Dinlilere söyleyeceğim tek şey var: Dünyanın ötesinde hiçbir şey yoktur, ne cennet ne de cehennem ne de herhangi bir yer, bir mekân; sadece Hiç var. Sadece Hiç. Hiç’e giren ne hareket halindedir ne de hareketsizdir; Hiç mekânsızdır, biraz uykuya benzer fakat uykudaki mekânsızlık da Hiç’te yoktur: İstenç bir bütün olarak imha edilmiştir -Hiç’te.

Ve şunu da eklemek gerekir Mainländer’in Hiç felsefesini tamamlamak için: Tanrı da Hiç’tedir. Dikkat edin, “Tanrı Hiç’tir” demiyorum, bizzat Tanrı da Hiç’tedir diyorum. İşte Mainländer.

Adım Mainländer, kendime verdiğim adımdır bu, evreni kapsayan Hiç’i duyumsasam da içine atıldığım kent varoluş maceramın çıkış noktasıdır. Ben zamanımın ötesindeyim, ancak bir avuç insan görecektir beni zaman ötesinde. Arz etmiyorum yaşamı, yaşamayı; hiç âşık olmadım, hiç kadın bedeni sevmedim, hiç sevilmedim, bir bakireyim ben -ruhum gibi. Ve bakire olarak ölümü kucaklayacağım; tek sevgilim, tek sevdam odur. Kurtuluşun Felsefesi’ne dair sunduğum kuramı, son sözümü ifade ettikten sonra, fiziksel varlığımla tamamlayacağım: Hiç’te kaybolacağım.

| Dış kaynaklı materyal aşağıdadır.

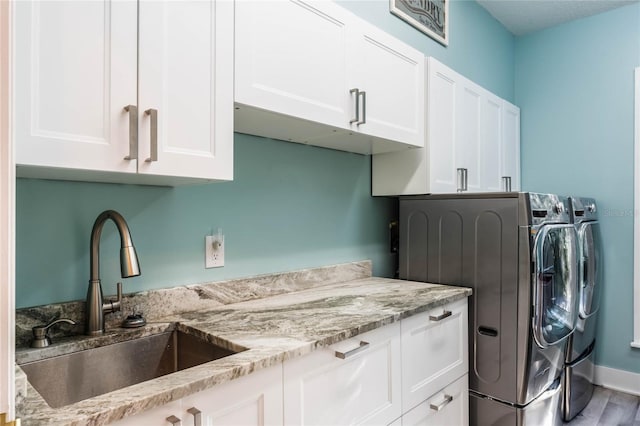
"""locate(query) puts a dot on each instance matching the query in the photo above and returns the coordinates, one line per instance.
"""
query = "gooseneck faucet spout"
(129, 267)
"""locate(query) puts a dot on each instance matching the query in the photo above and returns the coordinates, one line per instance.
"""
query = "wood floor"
(609, 408)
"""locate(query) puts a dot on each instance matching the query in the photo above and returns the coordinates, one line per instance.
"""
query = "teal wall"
(289, 206)
(574, 85)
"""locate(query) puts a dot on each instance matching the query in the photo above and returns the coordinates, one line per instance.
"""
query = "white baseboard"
(620, 380)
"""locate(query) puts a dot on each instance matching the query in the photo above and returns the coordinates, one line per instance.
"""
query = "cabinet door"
(434, 351)
(153, 417)
(391, 74)
(186, 76)
(363, 388)
(291, 59)
(441, 110)
(491, 143)
(255, 399)
(510, 153)
(75, 71)
(448, 407)
(468, 132)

Evet. Bakıyorum Hiç’e. Hiç. Hiç Hiç. Her özne, her nesne Hiç’e gider ve bir daha aynı özne ve aynı nesne olarak doğamaz. İnsan bir kez doğar ve doğa gereği bir kez ölür ancak her gün ölmek de var, her gün biraz daha ölmek; bir kez ölmektense çoğunluğumuz her gün yavaş yavaş ölmeyi deneyliyoruz, sanki bir mucize bekleyecek bizi, ölümsüz bir mucize, oysa ölmek de istiyoruz, ölümsüz bir yaşamı kim sürdürebilir ki? Fakat insanlar gördüm ki basit bir hafta sonunu yaşayamazken, ölümsüz bir ömür arz etmekteler.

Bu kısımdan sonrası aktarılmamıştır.